Lux Research fait observer que, d'ici à 2030, l'électronique et les logiciels représenteront 50 % des coûts d'un véhicule, contre 30 % environ aujourd'hui, et ce alors que l'offre logicielle des véhicules autonomes sera revue à la hausse, passant de moins d'un milliard à 25 milliards de dollars.
Les voitures de luxe contemporaines sont d'ores et déjà des merveilles d'ingénierie logicielle et électronique, embarquant en moyenne plus de 100 millions de lignes de code et de six à huit systèmes d'exploitation.
De fait, un seul véhicule connecté génèrera davantage de recettes que dix modèles traditionnels. En outre, huit cadres sur dix dans le secteur automobile affirment que les données alimenteront leurs futurs modèles économiques et 83 % sont convaincus qu'ils gagneront de l'argent à partir de ces données.

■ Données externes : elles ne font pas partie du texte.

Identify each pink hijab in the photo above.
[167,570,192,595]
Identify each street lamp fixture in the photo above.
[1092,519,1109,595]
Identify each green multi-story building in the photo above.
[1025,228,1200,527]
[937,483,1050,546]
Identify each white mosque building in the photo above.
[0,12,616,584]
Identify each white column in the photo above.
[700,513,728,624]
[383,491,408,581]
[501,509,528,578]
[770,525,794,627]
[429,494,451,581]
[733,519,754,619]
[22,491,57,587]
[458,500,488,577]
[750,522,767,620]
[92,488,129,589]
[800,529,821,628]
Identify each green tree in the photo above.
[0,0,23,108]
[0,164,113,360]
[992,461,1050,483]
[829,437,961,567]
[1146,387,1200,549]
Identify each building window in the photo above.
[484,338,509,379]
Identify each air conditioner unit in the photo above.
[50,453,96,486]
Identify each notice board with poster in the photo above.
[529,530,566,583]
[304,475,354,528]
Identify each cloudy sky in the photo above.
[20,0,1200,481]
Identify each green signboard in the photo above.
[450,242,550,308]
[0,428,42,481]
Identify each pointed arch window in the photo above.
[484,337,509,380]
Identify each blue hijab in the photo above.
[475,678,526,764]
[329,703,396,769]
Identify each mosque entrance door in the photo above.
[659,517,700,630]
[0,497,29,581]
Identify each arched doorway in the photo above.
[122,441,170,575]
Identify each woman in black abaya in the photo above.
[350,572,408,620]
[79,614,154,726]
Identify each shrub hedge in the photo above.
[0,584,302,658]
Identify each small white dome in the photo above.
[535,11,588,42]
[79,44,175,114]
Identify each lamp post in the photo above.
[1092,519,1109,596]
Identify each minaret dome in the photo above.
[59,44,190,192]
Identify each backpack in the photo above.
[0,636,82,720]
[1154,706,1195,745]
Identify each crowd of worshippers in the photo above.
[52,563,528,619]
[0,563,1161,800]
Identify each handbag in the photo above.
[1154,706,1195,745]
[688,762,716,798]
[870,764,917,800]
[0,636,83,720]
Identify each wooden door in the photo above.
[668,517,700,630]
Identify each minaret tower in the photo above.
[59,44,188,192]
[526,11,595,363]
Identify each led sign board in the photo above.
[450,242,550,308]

Ces informations étant très convoitées - nombre de géants de la technologie fondant leurs modèles économiques sur la monétisation de celles-ci - il convient de noter que le transfert en toute sécurité et non l'exploitation des données pour en tirer profit sera certainement l'une des priorités des consommateurs et l'un des enjeux majeurs de notre société à l'avenir.
En dépit des formidables perspectives offertes, les véhicules connectés aggravent les risques liés à la cybersécurité et il convient d'affronter cette difficulté pour que les véhicules autonomes puissent réaliser pleinement leur potentiel.
De nouvelles surfaces d'attaque viennent sans cesse se greffer sur les véhicules au travers d'éléments divers tels que capteurs, directions, freins, accélérateurs automatisés, systèmes d'info-divertissement, applications mobiles et systèmes de verrouillage à distance. À l'instar de tout autre produit ou écosystème, à mesure que le nombre « d'objets » connectés augmente dans l'habitacle, il en va de même de la surface d'attaque et des risques de menaces.
Au cours de ces dernières années, la quasi-totalité des équipementiers ont été victimes de piratage, nous faisant comprendre que la sécurité ne peut s'envisager après coup, et est tout sauf une option. Elle doit être intégrée aux véhicules et à leurs composants à chaque stade du processus.
Concrètement, cela revient à sécuriser la chaîne logistique, à utiliser uniquement des composants fiables, à assurer un suivi sur le terrain et à réagir rapidement aux menaces.
Charles Eagan, Directeur des nouvelles technologies (CTO) - BlackBerry.